To address these issues, the Childcare for Working Families Act would provide funding incentives to states to establish high-quality preschool programs for low-income children and increase children’s eligibility for those programs, create a new federal-state partnership to provide children with quality care from birth through age 13 and increase childcare workers’ compensation and professional development opportunities. The legislation would also increase funding for early childhood education programs.

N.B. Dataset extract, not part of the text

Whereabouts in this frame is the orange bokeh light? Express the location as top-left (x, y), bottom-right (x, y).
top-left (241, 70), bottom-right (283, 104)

The political outlook for the bill remains unclear as congressional lawmakers confront a busy legislative calendar this fall. However, lawmakers on both sides of the aisle have signaled interest in addressing rising childcare costs. According to the U.S. House Committee on Education and the Workforce, childcare costs have increased by more than 25 percent over the past decade. Additionally, in 33 states and the District of Columbia, the cost of infant care is more than the average cost of in-state college tuition at public schools.
NACo policy supports children’s access to affordable and high-quality childcare services and early learning programs, and will continue to track this legislation in Congress.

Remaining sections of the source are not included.